Elle vivait en Espagne mais touchait la CAF : une femme condamnée à rembourser 54.000 euros et à 6 mois avec sursis

Une mère de famille de 39 ans a perçu plus de 54.000 euros d’aides sociales de la CAF de manière frauduleuse, sur une période de quatre ans. Le tribunal correctionnel a sanctionné cette habitante de la Costa Brava pour avoir dissimulé sa résidence réelle à l’administration française.
Le tribunal de Narbonne a rendu sa décision mi-avril dans une affaire de détournement de fonds publics particulièrement significative. Une femme, qui résidait principalement en Espagne, a bénéficié des prestations de la CAF entre la fin de l’année 2019 et septembre 2023, selon L’Indépendant.
Les magistrats ont reconnu la prévenue coupable de fraude aux aides sociales après la découverte d’un préjudice s’élevant à 54.227 euros. Cette somme provenait des caisses de l’organisme de prestations familiales et du conseil départemental de l’Aude.
Une résidence en Espagne qui déclenche les soupçons
L’enquête a débuté de manière fortuite lors d’un contrôle routier effectué dans le département du Doubs. À la suite de cet événement, la Caisse d’allocations familiales a décelé des opérations bancaires importantes réalisées à l’étranger. Ces mouvements de fonds ne correspondaient pas à la domiciliation déclarée par l’allocataire. En réalité, cette mère de deux enfants occupait de manière régulière une habitation à Empuriabrava, sur la Costa Brava.
D’après les informations rapportées par le quotidien, ses enfants suivaient d’ailleurs leur scolarité dans cette localité espagnole. Pourtant, la mère de famille avait déclaré plusieurs adresses successives à Narbonne (Aude) et à Pertuis (Vaucluse). Ces fausses déclarations lui ont permis de percevoir le RSA ainsi que l’allocation de soutien familial.

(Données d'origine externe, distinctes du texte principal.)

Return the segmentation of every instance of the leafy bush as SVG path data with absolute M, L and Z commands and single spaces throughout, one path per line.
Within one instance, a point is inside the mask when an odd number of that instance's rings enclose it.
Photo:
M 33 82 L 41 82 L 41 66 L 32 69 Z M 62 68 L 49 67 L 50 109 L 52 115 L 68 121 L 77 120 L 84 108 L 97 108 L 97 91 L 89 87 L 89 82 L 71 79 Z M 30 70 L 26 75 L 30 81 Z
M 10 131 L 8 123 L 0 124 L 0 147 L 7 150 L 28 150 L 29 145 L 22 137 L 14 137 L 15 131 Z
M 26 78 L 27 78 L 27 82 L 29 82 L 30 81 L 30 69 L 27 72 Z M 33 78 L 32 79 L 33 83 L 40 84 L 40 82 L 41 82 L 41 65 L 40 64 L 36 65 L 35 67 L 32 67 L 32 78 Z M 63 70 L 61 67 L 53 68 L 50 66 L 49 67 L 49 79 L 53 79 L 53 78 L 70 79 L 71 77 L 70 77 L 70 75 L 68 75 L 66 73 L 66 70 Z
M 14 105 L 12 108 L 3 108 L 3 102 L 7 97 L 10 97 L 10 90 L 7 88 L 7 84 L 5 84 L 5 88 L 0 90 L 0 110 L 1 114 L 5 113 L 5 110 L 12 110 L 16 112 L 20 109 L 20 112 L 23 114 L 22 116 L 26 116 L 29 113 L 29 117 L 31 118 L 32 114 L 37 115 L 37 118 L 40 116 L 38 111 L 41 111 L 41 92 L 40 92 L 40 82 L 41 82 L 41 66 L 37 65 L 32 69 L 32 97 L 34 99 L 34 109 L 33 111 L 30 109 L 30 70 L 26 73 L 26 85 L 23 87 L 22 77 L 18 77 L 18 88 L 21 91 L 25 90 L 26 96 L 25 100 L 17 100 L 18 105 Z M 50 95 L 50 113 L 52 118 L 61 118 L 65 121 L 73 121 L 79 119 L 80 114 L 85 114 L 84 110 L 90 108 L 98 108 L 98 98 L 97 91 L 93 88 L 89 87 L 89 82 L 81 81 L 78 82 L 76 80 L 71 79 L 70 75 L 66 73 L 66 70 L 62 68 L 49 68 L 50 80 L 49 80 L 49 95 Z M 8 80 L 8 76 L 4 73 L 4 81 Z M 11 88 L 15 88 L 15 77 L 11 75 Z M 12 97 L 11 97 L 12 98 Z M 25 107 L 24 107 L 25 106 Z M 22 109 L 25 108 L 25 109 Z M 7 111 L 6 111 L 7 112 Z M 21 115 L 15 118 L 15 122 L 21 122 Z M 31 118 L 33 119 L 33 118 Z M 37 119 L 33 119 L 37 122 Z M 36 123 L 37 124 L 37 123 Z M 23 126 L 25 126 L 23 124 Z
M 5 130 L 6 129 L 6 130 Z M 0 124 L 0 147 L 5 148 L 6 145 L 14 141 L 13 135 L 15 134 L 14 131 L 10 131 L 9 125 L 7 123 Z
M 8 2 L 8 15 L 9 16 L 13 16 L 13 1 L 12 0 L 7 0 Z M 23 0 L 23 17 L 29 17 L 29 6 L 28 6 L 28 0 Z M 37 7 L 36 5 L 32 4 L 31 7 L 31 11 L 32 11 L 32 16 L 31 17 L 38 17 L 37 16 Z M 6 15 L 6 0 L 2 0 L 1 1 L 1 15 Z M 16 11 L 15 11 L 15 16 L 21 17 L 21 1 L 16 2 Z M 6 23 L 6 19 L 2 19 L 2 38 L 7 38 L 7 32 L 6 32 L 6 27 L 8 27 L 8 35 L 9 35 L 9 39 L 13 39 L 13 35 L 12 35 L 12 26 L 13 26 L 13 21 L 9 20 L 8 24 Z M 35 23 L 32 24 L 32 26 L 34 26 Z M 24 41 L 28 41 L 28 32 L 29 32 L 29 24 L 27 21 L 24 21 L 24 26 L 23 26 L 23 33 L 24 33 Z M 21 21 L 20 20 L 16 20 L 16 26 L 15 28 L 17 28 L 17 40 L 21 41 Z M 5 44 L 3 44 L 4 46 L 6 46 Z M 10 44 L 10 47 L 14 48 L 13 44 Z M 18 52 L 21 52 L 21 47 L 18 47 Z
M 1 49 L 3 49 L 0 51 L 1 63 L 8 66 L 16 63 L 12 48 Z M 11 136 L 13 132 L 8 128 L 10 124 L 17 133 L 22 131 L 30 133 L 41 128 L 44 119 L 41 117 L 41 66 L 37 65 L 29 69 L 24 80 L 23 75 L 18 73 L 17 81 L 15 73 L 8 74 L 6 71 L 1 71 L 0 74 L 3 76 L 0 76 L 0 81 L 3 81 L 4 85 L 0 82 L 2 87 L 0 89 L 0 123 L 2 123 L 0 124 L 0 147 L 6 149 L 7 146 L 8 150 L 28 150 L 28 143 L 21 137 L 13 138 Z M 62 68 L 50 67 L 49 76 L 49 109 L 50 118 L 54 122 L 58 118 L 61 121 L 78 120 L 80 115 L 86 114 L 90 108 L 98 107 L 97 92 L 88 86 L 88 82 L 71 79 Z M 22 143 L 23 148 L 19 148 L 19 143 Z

Une défense jugée insuffisante par le tribunal
Durant l’audience, la trentenaire a tenté de justifier sa situation par une grande mobilité géographique. Elle a ainsi déclaré : « J’ai beaucoup bougé. J’ai vécu chez ma sœur, ma mère, hébergé chez le frère de mon mari. J’ai fait mes déclarations depuis l’Espagne mais je venais souvent en France. »
Pour conserver ses droits, un allocataire doit résider sur le territoire français plus de neuf mois par an. L’intéressée a soutenu qu’elle ignorait cette condition légale précise. Elle a affirmé devant les juges : « Je ne savais pas qu’il fallait rester au moins 9 mois stable sur le territoire français, je pensais que c’était six. »
Le parquet a toutefois balayé ces explications, considérant la démarche comme pleinement intentionnelle. Le procureur a fermement dénoncé une « atteinte à la solidarité nationale ».
Six mois avec sursis et remboursement intégral
Le tribunal a suivi les réquisitions en condamnant la mère de famille à six mois de prison avec sursis. Elle a également l’obligation de rembourser l’intégralité des sommes indûment perçues. Selon nos confrères, elle a déjà entamé une régularisation à hauteur de 500 euros par mois.
Cette affaire intervient dans un contexte de hausse des fraudes détectées par la CAF. Celles-ci ont atteint 508,8 millions d’euros en 2025. Nicolas Grivel, directeur général de l’organisme, a précisé au Parisien que ce montant représente une hausse de 13 % en un an. La modernisation des outils de contrôle permet désormais un ciblage plus efficace des dossiers suspects.